La position du locataire de la « Maison Blanche » sur ces sujets qui fâchent, entre, à l’évidence, en collision avec celle du chef de l’Etat. Sur la question du désarmement par exemple, Guillaume Soro s’est voulu très clair : il ne faut pas entendre, par ce vocable, le fait d’arracher les armes à tous ses soldats avant la tenue de la présidentielle.

 « Dans tous les pays qui ont connu un conflit de ce type, que fait-on ? On définit une plate-forme minimale sécuritaire qui permet de tenir l’élection.
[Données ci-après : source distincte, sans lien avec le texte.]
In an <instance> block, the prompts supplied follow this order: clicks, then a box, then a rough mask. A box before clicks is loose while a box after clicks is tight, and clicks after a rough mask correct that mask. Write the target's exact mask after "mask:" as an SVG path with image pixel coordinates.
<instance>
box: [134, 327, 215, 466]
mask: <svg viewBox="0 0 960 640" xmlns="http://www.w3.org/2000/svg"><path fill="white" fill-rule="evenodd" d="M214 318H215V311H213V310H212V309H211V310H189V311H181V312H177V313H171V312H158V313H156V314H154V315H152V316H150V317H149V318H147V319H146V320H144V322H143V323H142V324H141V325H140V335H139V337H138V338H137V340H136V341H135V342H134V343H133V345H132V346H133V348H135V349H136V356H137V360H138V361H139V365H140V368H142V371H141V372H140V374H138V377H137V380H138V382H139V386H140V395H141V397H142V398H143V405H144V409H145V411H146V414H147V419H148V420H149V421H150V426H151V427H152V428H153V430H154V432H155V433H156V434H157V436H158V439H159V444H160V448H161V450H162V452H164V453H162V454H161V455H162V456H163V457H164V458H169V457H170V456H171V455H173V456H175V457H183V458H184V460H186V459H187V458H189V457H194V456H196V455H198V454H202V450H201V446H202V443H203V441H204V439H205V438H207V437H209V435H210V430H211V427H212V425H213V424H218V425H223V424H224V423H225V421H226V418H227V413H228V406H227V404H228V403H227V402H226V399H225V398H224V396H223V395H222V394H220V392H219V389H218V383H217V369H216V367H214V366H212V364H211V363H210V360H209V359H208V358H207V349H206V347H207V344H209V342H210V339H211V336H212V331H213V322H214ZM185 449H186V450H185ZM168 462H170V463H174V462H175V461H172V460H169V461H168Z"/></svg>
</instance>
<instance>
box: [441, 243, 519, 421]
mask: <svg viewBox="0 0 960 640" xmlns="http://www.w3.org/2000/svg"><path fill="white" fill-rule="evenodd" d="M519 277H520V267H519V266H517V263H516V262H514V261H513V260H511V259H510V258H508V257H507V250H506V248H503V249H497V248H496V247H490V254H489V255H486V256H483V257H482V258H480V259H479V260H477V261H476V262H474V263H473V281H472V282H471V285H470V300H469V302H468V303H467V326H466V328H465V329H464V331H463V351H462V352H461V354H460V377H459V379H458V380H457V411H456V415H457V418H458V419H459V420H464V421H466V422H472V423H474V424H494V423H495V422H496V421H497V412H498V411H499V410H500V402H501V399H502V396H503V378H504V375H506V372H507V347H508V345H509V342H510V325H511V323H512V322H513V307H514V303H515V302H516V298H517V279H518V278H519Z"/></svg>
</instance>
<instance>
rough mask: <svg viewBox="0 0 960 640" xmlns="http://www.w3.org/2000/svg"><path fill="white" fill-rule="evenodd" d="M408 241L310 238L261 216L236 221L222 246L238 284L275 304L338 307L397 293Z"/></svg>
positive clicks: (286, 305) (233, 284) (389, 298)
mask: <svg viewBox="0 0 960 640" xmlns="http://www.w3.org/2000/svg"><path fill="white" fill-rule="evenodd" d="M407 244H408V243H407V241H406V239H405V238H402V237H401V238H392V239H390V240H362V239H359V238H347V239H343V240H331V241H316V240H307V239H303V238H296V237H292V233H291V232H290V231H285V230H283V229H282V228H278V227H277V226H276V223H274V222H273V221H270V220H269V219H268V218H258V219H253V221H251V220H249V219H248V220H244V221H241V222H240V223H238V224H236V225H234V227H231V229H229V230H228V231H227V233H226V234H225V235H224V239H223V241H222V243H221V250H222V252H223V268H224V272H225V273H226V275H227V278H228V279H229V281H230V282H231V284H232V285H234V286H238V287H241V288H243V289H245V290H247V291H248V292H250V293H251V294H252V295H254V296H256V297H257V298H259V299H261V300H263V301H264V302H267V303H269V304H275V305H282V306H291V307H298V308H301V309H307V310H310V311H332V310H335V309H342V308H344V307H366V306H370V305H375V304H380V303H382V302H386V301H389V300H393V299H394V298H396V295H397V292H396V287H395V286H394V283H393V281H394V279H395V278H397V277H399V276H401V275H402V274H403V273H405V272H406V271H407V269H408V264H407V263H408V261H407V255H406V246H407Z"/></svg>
On n’attend pas que le dernier soldat ait déposé son arme pour aller voter. », a soutenu le secrétaire général des Forces nouvelles, laissant clairement entendre qu’il n’est pas question pour l’ex-rébellion de rendre son arsenal militaire avant la tenue de la présidentielle.

 Précisant la pensée de son patron, Félicien Sekongo, porte-parole des Forces nouvelles, est lui revenu sur la question le week-end dernier à Bouaké. « Il n’est pas question de venir désarmer les Forces nouvelles et laisser les FDS en armes. Seul le CCI, qui comprend les deux forces, restera en armes sur le terrain pour sécuriser le processus électoral », a-t-il dit devant les populations.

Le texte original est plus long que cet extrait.